Investment Philosophy
The Fund shall predominantly focus on a bottom-up approach for selection of securities. The manager’s selection process incorporates qualitative as well as quantitative analysis including management integrity, earnings growth, capital efficiency, relative margin of safety to valuations etc.
The Fund will be a concentrated portfolio of 10-20 stocks with market cap in the range of USD 500Mn to USD 200Bn. The Fund reserves the right to invest in more stocks. The Fund shall follow buy and hold strategy.

The Power of A Filter Based Approach

  • Unique DNA of these companies: By “filtering in” companies with a history of very consistent fundamentals over very long time periods, the portfolio is skewed towards companies with a DNA built around relentlessly deepening their competitive moats despite disruptive changes taking place both inside as well as outside the organization. More often than not, such DNA sustains over the subsequent 5-10 years investment horizon of the filter based approach.
  • Power of compounding: Holding a portfolio of stocks untouched for 10 years allows the power of compounding to play out, such that the portfolio becomes dominated by the winning stocks while losing stocks keep declining to eventually become inconsequential.
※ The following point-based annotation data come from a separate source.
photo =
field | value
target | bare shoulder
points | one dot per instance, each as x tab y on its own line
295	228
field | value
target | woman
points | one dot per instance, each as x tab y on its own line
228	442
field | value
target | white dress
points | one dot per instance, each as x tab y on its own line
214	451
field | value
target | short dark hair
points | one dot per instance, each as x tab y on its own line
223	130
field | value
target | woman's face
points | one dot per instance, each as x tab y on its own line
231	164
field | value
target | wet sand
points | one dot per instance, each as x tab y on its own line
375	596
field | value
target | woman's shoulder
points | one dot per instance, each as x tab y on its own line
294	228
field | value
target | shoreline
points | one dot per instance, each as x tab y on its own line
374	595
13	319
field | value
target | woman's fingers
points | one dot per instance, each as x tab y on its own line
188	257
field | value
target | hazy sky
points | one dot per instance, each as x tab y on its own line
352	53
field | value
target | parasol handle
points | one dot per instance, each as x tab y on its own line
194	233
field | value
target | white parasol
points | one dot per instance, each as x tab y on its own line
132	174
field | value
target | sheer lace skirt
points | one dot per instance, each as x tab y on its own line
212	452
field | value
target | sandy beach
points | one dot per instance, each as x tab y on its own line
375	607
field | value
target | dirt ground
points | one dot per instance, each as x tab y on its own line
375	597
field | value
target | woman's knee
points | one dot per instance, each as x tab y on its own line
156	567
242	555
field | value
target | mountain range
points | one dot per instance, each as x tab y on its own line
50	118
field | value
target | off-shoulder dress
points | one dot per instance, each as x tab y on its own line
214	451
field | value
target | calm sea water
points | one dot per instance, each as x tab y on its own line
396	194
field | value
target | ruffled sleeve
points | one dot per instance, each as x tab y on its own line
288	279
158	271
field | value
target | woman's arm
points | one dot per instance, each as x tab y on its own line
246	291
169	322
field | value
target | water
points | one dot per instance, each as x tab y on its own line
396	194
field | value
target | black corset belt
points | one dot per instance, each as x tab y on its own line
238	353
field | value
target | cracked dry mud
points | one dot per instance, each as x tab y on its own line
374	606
  • Avoiding the pitfalls of psychology and reducing transaction costs: Being patient with a portfolio helps cut out ‘noise’ of trying to time entry / exit decisions. With no churn, this filter based approach also reduces transaction costs.
    Consider two data points:
    (a) In a portfolio with 70% churn (average churn of large cap mutual funds), 20bps broking cost and 30bps impact cost, churn reduces the terminal value of the portfolio (after 10 years) by 10% (i.e. a drag of 120bps on the 10-year CAGR);
    (b) deferring the 10% long term capital gains tax payable on the portfolio by 10 years enhances the terminal value of the portfolio by 8% (i.e. 100bps increase in the 10-year CAGR) vs a portfolio where capital gains are paid each year.